I’m sharing this news on Julie’s behalf because Current’s readers are accustomed to hearing directly from her. She regularly writes letters to share what’s on her mind, what’s going on with Current and what projects we are working on to keep you informed and inspired about the work of public media.
Speaking for myself and the staff of Current, we are heartbroken, too — for Julie, her new husband and her family; for the loss of her spirited presence and persistence in leading us forward. Julie constantly brings new ideas, new connections and out-of-the-box solutions to our challenges. Our small team now suddenly feels much smaller.
Our colleagues at the American University School of Communication and our partners in the Local That Works project — Mark Fuerst, Greater Public and the Wyncote Foundation — are stepping up to help us support Julie during her recovery.

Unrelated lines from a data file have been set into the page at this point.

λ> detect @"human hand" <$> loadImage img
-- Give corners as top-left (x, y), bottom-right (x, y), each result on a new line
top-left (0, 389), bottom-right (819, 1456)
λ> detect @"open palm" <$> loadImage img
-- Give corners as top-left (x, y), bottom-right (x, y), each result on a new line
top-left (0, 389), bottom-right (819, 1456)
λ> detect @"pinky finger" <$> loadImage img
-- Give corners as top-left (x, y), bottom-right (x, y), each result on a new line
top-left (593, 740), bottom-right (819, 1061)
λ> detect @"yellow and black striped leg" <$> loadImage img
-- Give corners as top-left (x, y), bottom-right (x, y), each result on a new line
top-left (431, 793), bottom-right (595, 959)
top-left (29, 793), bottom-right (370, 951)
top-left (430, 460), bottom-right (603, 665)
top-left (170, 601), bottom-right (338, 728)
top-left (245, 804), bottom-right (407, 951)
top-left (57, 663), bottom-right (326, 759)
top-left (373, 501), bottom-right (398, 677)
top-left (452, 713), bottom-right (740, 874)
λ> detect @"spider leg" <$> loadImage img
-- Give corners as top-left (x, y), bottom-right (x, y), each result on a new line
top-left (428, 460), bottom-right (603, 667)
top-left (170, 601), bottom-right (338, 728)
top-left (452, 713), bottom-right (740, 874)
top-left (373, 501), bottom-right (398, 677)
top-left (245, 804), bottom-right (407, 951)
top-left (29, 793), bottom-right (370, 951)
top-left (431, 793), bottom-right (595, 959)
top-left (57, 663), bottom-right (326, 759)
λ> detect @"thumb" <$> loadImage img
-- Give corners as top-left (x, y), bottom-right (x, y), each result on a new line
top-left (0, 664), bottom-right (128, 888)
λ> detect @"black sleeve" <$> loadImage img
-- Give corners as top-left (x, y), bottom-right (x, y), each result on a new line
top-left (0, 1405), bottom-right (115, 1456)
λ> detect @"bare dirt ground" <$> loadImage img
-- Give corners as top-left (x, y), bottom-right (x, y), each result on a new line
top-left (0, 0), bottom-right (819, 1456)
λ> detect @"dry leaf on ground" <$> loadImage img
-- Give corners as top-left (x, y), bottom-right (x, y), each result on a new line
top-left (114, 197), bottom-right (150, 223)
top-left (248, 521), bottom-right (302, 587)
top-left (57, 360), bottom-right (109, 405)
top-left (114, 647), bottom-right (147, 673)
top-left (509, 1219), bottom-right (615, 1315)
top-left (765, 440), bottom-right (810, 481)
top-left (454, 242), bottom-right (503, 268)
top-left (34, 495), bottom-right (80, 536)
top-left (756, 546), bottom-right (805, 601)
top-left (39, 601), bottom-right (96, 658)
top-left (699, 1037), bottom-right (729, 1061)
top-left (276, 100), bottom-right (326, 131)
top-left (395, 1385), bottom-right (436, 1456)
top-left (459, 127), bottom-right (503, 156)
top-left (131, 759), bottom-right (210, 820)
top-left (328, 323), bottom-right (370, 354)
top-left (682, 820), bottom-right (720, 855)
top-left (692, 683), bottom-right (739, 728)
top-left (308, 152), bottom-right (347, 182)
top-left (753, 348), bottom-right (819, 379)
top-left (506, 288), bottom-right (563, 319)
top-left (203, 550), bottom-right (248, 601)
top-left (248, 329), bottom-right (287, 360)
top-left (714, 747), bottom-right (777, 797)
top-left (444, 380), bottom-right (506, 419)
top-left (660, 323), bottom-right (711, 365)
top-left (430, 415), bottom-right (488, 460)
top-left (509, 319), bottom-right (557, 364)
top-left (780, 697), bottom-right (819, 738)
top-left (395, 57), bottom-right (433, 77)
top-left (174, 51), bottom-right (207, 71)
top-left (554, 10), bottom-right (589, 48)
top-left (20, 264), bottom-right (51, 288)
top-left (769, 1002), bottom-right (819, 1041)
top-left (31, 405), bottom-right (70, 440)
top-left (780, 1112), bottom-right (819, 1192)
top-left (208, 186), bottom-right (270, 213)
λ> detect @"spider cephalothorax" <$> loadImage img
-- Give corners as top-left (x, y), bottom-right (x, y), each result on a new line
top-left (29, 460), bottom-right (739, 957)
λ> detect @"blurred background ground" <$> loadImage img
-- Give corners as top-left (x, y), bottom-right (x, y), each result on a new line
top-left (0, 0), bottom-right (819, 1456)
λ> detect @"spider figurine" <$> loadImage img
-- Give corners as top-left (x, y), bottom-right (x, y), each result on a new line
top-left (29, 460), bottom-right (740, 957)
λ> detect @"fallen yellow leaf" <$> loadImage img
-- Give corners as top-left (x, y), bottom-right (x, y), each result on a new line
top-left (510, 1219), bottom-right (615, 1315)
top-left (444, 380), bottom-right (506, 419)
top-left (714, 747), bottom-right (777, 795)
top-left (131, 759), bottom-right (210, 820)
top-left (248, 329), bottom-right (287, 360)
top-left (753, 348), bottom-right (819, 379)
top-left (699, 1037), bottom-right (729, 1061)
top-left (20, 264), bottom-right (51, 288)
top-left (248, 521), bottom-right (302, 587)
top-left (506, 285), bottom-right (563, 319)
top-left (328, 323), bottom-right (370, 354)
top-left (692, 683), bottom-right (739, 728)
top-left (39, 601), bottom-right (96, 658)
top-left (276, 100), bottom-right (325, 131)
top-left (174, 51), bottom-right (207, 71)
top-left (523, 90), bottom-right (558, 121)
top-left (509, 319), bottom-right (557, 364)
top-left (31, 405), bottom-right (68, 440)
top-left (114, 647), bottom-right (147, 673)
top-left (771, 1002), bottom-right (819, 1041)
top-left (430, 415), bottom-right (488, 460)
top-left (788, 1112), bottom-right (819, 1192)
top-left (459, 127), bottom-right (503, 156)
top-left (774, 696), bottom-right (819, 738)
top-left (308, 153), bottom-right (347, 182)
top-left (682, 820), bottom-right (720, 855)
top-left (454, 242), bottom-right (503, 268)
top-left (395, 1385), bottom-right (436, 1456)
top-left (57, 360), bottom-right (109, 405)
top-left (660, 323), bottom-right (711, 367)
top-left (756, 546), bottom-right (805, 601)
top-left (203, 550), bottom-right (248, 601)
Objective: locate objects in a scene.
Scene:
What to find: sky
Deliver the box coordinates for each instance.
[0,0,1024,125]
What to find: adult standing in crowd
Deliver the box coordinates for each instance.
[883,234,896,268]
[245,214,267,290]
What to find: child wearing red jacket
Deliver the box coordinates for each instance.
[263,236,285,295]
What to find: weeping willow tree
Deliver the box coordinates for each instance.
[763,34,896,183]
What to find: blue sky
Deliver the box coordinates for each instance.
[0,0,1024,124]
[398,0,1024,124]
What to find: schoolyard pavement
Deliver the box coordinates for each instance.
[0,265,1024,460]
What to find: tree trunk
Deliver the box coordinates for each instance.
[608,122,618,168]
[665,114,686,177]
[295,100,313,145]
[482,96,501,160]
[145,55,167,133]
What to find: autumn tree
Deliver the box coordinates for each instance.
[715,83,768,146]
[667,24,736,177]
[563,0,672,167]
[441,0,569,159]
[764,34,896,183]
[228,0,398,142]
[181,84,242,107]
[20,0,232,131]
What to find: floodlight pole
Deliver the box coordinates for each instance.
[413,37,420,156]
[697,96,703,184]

We see so many challenges ahead — for public media at large and Current. We intend to keep delivering news and opinion that will inform the decisions you make this week and in the future. And we’ll press forward on initiatives to strengthen our news coverage and stabilize Current. Local That Works, Julie’s favorite project showcasing innovative and replicable local public media initiatives, will go on as planned for this fall.
Julie has a strong and supportive network of family, friends and colleagues. At this time, she hasn’t requested special assistance in her recovery. Her note to Facebook friends closed with: “Those who know me will know prayers are not my thing, but sending good vibes will feel good. And please reach out to your significant loved ones today and let them know how much they mean to you because, clearly, things can change in a heartbeat.”
For the rest of us at Current, I would add one more request: Cherish and support the people you work with; appreciate those who elicit your best and bring joy to your workplace.